Le débat sur l'extraction de gaz de schiste par fracturation hydraulique gagne la France
PLANETE•Solution énergétique miracle ou danger pour les populations, chacun donne sa version...Philippe Berry
Etes-vous familiers avec la fracturation hydraulique? Cette technique consiste à creuser un conduit et à y injecter un cocktail d'eau, de sable et de produits chimiques à haute pression pour créer des failles artificielles dans le sous-sol. Du gaz naturel, prisonnier de la roche, est ainsi libéré et de nouveaux gisements exploités. La méthode est utilisée depuis près de 60 ans. Mais de récents progrès permettent de creuser plus profond –jusqu'à 3.000 mètres, très loin sous la nappe phréatique– et surtout horizontalement, parfois sous des zones habitées. Avec des conséquences encore mal mesurées.
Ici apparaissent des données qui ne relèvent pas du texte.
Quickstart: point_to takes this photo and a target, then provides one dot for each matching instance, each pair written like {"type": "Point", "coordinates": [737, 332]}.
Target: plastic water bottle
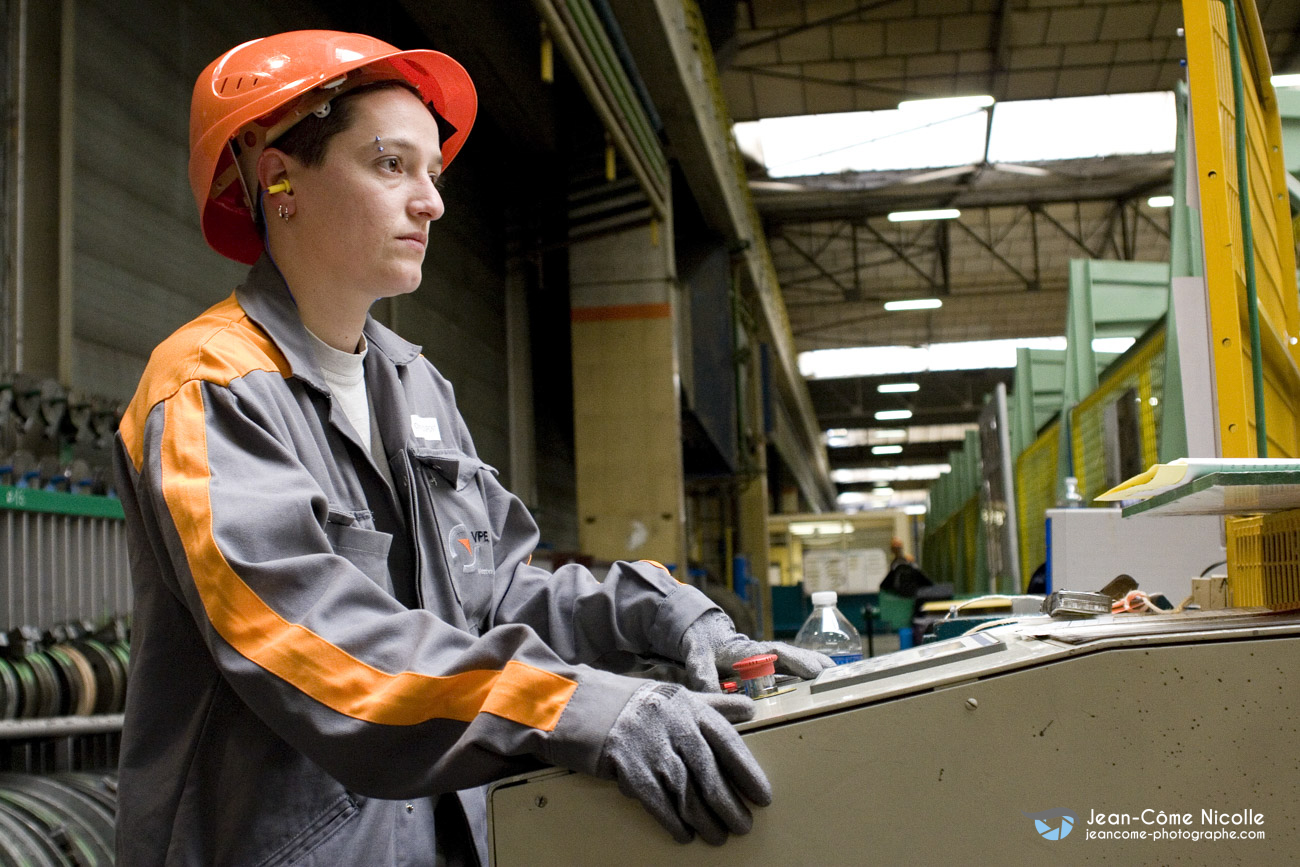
{"type": "Point", "coordinates": [830, 632]}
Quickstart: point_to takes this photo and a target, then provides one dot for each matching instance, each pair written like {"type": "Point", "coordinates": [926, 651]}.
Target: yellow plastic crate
{"type": "Point", "coordinates": [1244, 576]}
{"type": "Point", "coordinates": [1264, 560]}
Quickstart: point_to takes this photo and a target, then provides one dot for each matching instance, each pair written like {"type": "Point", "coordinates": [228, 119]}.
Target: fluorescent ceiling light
{"type": "Point", "coordinates": [822, 528]}
{"type": "Point", "coordinates": [914, 304]}
{"type": "Point", "coordinates": [947, 104]}
{"type": "Point", "coordinates": [914, 434]}
{"type": "Point", "coordinates": [1114, 345]}
{"type": "Point", "coordinates": [910, 216]}
{"type": "Point", "coordinates": [1015, 168]}
{"type": "Point", "coordinates": [904, 473]}
{"type": "Point", "coordinates": [902, 360]}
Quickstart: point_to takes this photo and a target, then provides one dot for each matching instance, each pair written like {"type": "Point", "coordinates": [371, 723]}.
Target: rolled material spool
{"type": "Point", "coordinates": [86, 823]}
{"type": "Point", "coordinates": [11, 693]}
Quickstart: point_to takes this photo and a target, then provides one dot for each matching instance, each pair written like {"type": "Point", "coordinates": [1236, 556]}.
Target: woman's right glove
{"type": "Point", "coordinates": [679, 755]}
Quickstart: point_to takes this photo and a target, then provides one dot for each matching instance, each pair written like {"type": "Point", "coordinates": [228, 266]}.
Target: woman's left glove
{"type": "Point", "coordinates": [711, 644]}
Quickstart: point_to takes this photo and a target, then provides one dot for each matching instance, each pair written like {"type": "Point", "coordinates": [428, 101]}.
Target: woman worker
{"type": "Point", "coordinates": [337, 634]}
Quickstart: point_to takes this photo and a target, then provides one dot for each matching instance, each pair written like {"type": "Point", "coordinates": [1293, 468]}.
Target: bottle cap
{"type": "Point", "coordinates": [759, 666]}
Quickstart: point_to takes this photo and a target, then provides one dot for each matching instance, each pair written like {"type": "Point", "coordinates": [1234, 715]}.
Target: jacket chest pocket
{"type": "Point", "coordinates": [352, 536]}
{"type": "Point", "coordinates": [449, 490]}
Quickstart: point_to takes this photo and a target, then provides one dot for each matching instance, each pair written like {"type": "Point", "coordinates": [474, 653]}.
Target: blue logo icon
{"type": "Point", "coordinates": [1053, 824]}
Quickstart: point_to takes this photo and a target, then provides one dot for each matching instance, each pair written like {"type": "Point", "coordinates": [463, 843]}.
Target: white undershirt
{"type": "Point", "coordinates": [345, 375]}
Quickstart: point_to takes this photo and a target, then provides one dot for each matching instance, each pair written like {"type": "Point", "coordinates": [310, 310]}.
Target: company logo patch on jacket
{"type": "Point", "coordinates": [469, 551]}
{"type": "Point", "coordinates": [425, 428]}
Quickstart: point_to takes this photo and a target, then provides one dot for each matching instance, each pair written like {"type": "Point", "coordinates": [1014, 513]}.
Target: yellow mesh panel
{"type": "Point", "coordinates": [1035, 493]}
{"type": "Point", "coordinates": [1142, 371]}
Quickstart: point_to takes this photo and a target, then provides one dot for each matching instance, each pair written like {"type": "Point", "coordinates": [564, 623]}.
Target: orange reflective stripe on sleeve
{"type": "Point", "coordinates": [520, 693]}
{"type": "Point", "coordinates": [662, 567]}
{"type": "Point", "coordinates": [238, 347]}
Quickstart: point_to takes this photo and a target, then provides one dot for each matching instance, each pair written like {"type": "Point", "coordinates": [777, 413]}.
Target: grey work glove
{"type": "Point", "coordinates": [711, 644]}
{"type": "Point", "coordinates": [675, 751]}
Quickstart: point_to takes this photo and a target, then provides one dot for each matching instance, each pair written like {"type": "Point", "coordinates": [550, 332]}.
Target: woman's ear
{"type": "Point", "coordinates": [273, 172]}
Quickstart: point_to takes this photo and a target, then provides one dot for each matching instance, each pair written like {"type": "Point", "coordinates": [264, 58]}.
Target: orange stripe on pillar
{"type": "Point", "coordinates": [619, 312]}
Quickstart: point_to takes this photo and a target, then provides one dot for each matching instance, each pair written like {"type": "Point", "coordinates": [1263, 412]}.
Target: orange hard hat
{"type": "Point", "coordinates": [252, 94]}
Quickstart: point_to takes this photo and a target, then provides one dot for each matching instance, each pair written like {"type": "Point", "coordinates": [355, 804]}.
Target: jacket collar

En 2010, une dizaine de permis d'exploration ont été accordés en France. «En tout opacité et sans débat public», regrette Corinne Lepage dans une tribune publiée par Rue89, lundi. «Il n'y a jamais eu de débat à l'Assemblée nationale sur l'intérêt et la nécessité d'exploiter le gaz de schiste en France. Ces permis de prospection ont pourtant été accordés sur de vastes territoires aux écosystèmes parfois fragiles», renchérit José Bové dans une interview à Midi Libre, mardi.
GasLand, le documentaire choc
Les Etats-Unis vivent une véritable course au gaz de schiste. Le pays est devenu en 2009 le premier producteur mondial de gaz naturel, devant la Russie, bien aidé par le boom de la fracturation hydraulique (ou «frac'ing) en VO).
Le refrain de l'industrie est bien huilé: la technique est sûre, propre et permet d'être moins dépendant du pétrole étranger. Une douce mélodie aux oreilles des politiciens. Sous la houlette de Dick Cheney, vice-président pendant huit ans et ancien PDG d'Halliburton, l'un des géants américains du pétrole, de nombreuses entreprises ont pu prospérer dans un système largement dérégulé.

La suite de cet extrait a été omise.